Search RPD Archives
Limit search to: Subject & Body Subject Author
Sort by:

[rpd] RPKI ROAs for Unallocated and Unassigned AFRINIC Address Space AFPUB-2019-GEN-006-DRAFT02

Ben Maddison benm at workonline.africa
Thu Sep 17 09:08:16 UTC 2020


Hi all,

I am currently undecided on this policy.
As others have pointed out, the objections to the proposal on the basis
of centralization of control are bogus: the current policy does not add
any additional control over the routing system beyond that which AFRINIC
already has as the result of RPKI origin validation deployment today.

I agree with the fundamental basis of the proposal that:
a) it is generally undesirable to route traffic for bogon destinations;
and
b) the RPKI is the best fit we have to securely communicate what is and
isn't a bogon to relying parties in order to implement the necessary
routing policy.

However, it is also the case that the consequences (in terms of service
availability for end users) of a de-registration would be substantially
greater if the de-registration is accompanied by the issuance of an AS0
ROA for that address space.

This is true for the following reasons:
- Non-RIR managed IRR databases exist that allow the creation of
route(6) objects that are not covered by an RIR allocation
- Many networks do not filter by prefix based on IRR data at all
- Those that do generally do not filter their transits by prefix
- Transit-free networks generally do not filter their peers (or at least
their transit-free peers) by prefix

Thus, today, a de-registration probably results in a partial outage that
can be worked-around, rather than a near-total outage that cannot.
This is either a feature or a bug in the policy, depending on your point
of view regarding a specific de-registration case!

I would suggest the following modifications, in order to alleviate some
of the risks inherent in the current draft:
1. The automatic creation of AS0 ROAs should be limited to space that
has never been allocated by an RIR or part of a legacy allocation.
2. AFRINIC should require the explicit consent of the previous holder
to issue AS0 ROAs in respect of re-claimed, returned, etc, space.
3. Any ROAs issued under this policy should be issued and published in
a way that makes it operationally easy for an relying party to
ignore them (probably by issuing under a separate TA)
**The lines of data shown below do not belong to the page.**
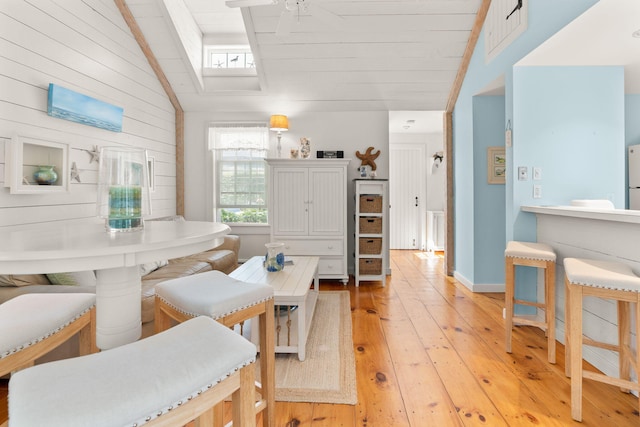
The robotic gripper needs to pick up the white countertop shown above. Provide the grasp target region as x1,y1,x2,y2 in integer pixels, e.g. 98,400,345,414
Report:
520,205,640,224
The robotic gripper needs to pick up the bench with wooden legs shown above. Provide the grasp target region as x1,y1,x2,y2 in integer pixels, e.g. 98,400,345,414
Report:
9,317,256,427
0,293,98,426
154,271,275,427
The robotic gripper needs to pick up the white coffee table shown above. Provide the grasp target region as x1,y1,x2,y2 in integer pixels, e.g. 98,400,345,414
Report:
229,256,320,361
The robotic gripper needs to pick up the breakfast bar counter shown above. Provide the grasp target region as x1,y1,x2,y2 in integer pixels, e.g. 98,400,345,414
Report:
521,206,640,376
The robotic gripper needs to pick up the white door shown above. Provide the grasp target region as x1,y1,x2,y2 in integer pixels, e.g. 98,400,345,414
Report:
389,144,426,249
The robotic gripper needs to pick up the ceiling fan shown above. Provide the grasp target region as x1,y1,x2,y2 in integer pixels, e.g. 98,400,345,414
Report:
225,0,343,37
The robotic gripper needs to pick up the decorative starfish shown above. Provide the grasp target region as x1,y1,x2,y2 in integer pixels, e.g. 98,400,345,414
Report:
356,147,380,171
84,145,100,164
71,162,82,182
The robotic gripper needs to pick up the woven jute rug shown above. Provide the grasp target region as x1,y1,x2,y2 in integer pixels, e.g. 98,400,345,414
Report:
255,291,358,405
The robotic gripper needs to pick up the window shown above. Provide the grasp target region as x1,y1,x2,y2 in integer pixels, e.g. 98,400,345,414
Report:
204,46,256,68
209,123,269,224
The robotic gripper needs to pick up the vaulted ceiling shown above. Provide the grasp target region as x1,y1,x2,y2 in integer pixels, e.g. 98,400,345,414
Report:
127,0,481,114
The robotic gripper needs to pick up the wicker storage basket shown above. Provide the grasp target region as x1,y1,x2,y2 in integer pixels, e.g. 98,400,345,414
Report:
360,194,382,213
358,237,382,255
360,217,382,234
359,258,382,276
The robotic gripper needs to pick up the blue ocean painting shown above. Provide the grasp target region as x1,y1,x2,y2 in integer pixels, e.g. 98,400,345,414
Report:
47,83,123,132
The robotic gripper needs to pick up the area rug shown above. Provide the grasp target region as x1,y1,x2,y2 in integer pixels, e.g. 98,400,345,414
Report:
256,291,358,405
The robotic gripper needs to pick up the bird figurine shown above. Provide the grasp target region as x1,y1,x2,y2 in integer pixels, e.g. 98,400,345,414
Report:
356,147,380,171
506,0,522,19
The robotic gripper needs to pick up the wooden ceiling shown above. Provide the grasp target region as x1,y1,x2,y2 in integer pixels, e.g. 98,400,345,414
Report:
127,0,481,112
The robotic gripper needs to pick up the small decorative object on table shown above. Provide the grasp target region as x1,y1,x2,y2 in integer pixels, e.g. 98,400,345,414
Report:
33,165,58,185
300,137,311,159
97,147,151,231
264,243,284,272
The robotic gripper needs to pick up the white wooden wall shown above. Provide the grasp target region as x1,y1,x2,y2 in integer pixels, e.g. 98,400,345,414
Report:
0,0,176,226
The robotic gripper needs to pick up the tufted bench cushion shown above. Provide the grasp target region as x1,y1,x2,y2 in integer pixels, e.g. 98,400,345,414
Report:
9,317,256,427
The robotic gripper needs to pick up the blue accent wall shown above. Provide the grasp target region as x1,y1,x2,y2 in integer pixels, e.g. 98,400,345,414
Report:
513,67,625,211
453,0,597,284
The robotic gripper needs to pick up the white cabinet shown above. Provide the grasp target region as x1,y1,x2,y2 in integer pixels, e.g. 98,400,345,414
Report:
267,159,350,283
354,179,389,286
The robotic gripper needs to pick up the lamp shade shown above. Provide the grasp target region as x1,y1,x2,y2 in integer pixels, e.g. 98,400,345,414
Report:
97,147,151,231
269,115,289,132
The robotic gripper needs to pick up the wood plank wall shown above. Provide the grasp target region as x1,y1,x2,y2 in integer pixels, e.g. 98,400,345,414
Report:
0,0,176,226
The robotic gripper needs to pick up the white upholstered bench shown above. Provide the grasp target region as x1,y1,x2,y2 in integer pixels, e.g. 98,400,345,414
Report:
0,293,98,376
9,317,256,427
154,271,275,427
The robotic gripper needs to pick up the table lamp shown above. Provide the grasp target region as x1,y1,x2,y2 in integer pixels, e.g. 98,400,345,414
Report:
269,114,289,157
97,147,151,232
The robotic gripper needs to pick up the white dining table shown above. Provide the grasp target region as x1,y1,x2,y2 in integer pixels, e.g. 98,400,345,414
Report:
0,218,230,350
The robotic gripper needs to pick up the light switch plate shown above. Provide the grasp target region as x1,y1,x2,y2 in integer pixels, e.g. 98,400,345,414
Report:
533,167,542,181
518,166,529,181
533,185,542,199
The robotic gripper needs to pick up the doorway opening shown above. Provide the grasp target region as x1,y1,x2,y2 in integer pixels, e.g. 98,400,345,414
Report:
389,111,447,252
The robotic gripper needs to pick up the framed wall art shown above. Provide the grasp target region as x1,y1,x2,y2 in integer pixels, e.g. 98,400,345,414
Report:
487,147,507,184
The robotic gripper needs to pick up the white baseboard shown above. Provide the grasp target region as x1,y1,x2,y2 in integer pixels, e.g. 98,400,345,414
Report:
453,271,504,292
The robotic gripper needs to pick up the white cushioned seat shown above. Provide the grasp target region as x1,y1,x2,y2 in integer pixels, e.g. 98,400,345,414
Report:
504,241,556,261
564,258,640,292
0,293,96,359
9,317,256,427
156,271,273,319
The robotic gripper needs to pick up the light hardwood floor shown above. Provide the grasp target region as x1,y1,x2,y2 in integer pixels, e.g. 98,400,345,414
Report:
0,251,640,427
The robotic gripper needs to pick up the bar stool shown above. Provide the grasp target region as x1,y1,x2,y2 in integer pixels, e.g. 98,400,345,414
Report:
504,241,556,363
564,258,640,421
9,317,256,427
154,271,275,427
0,293,98,376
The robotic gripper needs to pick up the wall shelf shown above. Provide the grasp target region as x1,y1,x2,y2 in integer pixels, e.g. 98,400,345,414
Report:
4,135,69,194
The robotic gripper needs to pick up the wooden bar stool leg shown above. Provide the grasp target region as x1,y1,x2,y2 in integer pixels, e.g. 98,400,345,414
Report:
544,261,556,363
634,300,640,409
569,284,583,421
618,301,632,393
504,257,516,353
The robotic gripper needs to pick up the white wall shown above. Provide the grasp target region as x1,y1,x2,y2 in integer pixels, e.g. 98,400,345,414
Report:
389,132,447,211
0,0,176,226
185,111,389,268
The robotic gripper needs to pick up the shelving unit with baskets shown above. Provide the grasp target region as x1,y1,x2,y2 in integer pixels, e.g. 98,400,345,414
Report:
354,179,389,286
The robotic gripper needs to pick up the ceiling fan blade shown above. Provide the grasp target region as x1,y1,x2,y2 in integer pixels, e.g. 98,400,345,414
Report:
224,0,278,7
276,10,295,37
307,3,345,27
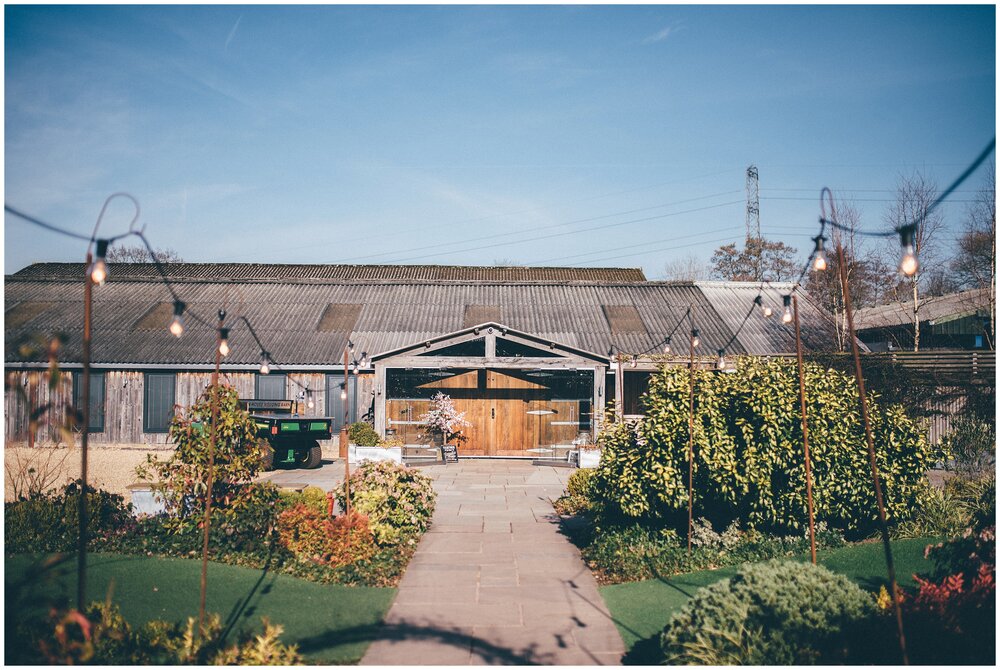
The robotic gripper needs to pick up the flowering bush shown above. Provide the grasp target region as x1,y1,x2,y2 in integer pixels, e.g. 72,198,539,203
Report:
420,392,469,443
278,503,375,567
337,461,436,546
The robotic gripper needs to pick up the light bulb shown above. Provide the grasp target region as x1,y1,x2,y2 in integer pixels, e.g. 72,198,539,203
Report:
170,300,187,337
899,245,920,277
90,258,108,286
87,240,108,286
813,235,827,272
899,225,920,277
170,314,184,337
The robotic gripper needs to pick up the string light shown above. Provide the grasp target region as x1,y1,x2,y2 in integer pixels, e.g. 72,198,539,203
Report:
813,233,827,272
219,328,229,357
88,240,108,286
170,300,187,337
899,225,920,277
753,294,772,318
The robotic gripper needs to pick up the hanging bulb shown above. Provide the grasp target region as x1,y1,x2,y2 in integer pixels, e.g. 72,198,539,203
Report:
87,240,108,286
170,300,187,337
899,226,920,277
813,235,827,272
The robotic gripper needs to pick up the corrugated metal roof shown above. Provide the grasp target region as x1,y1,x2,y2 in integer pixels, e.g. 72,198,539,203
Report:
854,288,990,330
11,263,646,282
4,268,835,367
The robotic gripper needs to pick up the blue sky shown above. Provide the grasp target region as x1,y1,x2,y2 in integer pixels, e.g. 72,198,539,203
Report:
4,5,996,278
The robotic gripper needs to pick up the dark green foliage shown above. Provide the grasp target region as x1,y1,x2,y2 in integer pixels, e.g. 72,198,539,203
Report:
582,519,844,584
4,482,135,553
347,421,380,447
594,358,940,535
662,561,875,665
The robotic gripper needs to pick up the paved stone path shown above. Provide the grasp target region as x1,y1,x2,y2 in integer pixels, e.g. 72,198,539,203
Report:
362,461,625,665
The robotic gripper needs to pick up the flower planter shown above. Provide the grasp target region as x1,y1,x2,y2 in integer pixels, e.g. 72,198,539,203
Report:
348,444,403,463
578,449,601,468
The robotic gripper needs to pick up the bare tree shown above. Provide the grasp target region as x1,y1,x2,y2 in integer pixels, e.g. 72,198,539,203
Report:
663,254,712,281
105,246,184,263
884,172,945,351
951,164,997,347
712,237,800,281
806,202,894,350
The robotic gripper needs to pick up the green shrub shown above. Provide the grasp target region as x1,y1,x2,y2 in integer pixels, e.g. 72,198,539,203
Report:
17,602,304,665
581,518,845,583
661,561,875,665
4,482,135,553
136,384,264,532
594,358,940,534
347,421,380,447
337,461,436,546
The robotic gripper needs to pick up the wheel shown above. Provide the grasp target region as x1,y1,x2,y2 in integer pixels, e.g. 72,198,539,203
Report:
259,440,274,472
302,442,323,470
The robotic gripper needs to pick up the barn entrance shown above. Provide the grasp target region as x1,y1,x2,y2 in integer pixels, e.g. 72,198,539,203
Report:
374,324,604,459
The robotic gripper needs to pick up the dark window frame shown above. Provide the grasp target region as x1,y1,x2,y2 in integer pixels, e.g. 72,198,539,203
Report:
142,371,177,435
253,372,288,400
73,370,108,433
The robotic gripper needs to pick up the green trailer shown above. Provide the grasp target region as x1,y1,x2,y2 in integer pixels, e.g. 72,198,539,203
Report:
243,400,334,470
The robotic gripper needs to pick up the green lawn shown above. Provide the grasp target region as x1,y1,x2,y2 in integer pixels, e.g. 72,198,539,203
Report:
4,554,396,664
601,538,939,665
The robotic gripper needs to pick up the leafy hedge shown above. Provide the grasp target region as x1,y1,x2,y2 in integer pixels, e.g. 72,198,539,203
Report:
593,358,942,533
662,561,875,665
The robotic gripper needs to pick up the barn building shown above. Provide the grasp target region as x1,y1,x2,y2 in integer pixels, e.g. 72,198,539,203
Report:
4,263,835,458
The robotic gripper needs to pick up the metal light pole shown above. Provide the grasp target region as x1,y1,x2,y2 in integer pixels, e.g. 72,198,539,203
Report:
792,294,816,565
837,240,910,665
76,251,93,612
198,310,226,637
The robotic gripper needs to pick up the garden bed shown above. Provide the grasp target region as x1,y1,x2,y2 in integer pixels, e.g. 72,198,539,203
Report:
4,554,396,664
600,538,939,665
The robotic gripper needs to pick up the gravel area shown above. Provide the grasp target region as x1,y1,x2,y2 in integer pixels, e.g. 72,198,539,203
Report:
4,445,172,500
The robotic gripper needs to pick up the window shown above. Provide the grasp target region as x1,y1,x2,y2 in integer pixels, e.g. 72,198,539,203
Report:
326,375,358,433
253,374,287,400
142,372,175,433
73,371,105,433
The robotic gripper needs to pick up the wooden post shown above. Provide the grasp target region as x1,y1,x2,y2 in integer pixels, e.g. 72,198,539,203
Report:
792,294,816,565
837,241,910,665
340,347,351,520
76,249,94,612
688,328,694,556
198,312,225,638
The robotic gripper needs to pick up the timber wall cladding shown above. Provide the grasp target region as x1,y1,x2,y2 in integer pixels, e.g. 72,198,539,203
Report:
4,369,373,445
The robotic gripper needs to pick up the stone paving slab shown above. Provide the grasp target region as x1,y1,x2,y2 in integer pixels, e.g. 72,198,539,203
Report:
362,461,625,665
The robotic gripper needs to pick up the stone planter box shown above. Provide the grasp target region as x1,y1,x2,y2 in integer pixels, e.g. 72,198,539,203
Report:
126,482,167,516
577,449,601,468
348,444,403,463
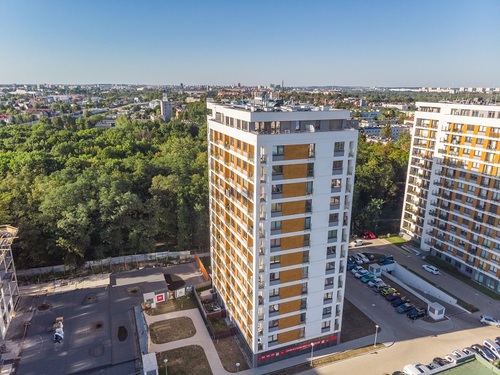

With the above amendments I would be inclined to support the proposal.

Cheers,

Ben

On 09/17, Mark Elkins wrote:

> I support the RPKI ROA policy as written. I understand the technical aspects

> of the policy. I have a feeling that those objecting may not completely

> understand the technical aspects which is why they are objecting.

>

> AFRINIC's job is to properly document the resources they have been provided

> by ICANN/IANA and this is simply part of the job. When new resources are

> provided to AFRINIC, they label it as such (AS0, etc). When it is then

> allocated/assigned to a member, the AS0 RPKI is removed. All this means is

> that the unallocated/unassigned resources that are with AFRINIC can be

> (optionally) identified as such and thus can not be easily misused by bad

> actors. This also means that when they are allocated/assigned to members,

> they are less lightly to have been made "dirty".

>

> On 2020/09/17 08:26, Ibeanusi Elvis wrote:

> > Dear all,

> >

> > The AFRINIC as an organization specifically focuses on the registration

> > database and thereby having knowledge of where the prefix belongs to and

> > AFRINIC should just focus on this role and should not engage in

> > authenticating or the authorization of various services. If such rights

> > are given to any organization, they have the right to assign prefixes to

> > servers hence, having control of the routing database at which a

> > technical or human error will lead to an immense catastrophe to the

> > internet society. This control is basically the specific definition of

> > centralization. This centralization is the major reason why most

> > providers do not trust the Resource Public Key Infrastructure (RPKI). I

> > am still in opposition to this policy proposal.

> >

> > Elvis.

> >

> > On Thu, Sep 17, 2020 at 3:01 PM Darwin Costa <dc at darwincosta.com

> > <mailto:dc at darwincosta.com>> wrote:

> >

> > Cmon folks….!

> >

> > @Elvis, I really don’t see your point here and also don’t really

> > understand why are you opposing against this proposal.

> >

> > As mentioned further on the thread - RPKI won’t change Afrnic´s

> > role at all…. Instead this proposal will certainly contribute to a

> > more secure routing advertisement.

> >

> > As such, other RIR´s have successfully implemented this in order

> > to protect our garden so called “The Internet”.

> >

> > Darwin-.

> >

> >

> >

> > > On 17 Sep 2020, at 05:42, Fernando Frediani <fhfrediani at gmail.com

> > > <mailto:fhfrediani at gmail.com>> wrote:

> > >

> > > I think there is a serious issue by some people totally

> > > misunderstanding what RPKI actually is.

> > >

> > > Some arguments saying something like 'Afrinic will centralize

> > > control of the internet and should not have such power' don't

> > > have relation to what what this proposal intends and the reasons

> > > to oppose it are not tied to real possible problems pointed.

> > >

> > > This proposal only follows what have been done in APNIC and

> > > LACNIC and is a natural move to make an internet more secure and

> > > avoid organizations to use space that is not assigned to anyone else.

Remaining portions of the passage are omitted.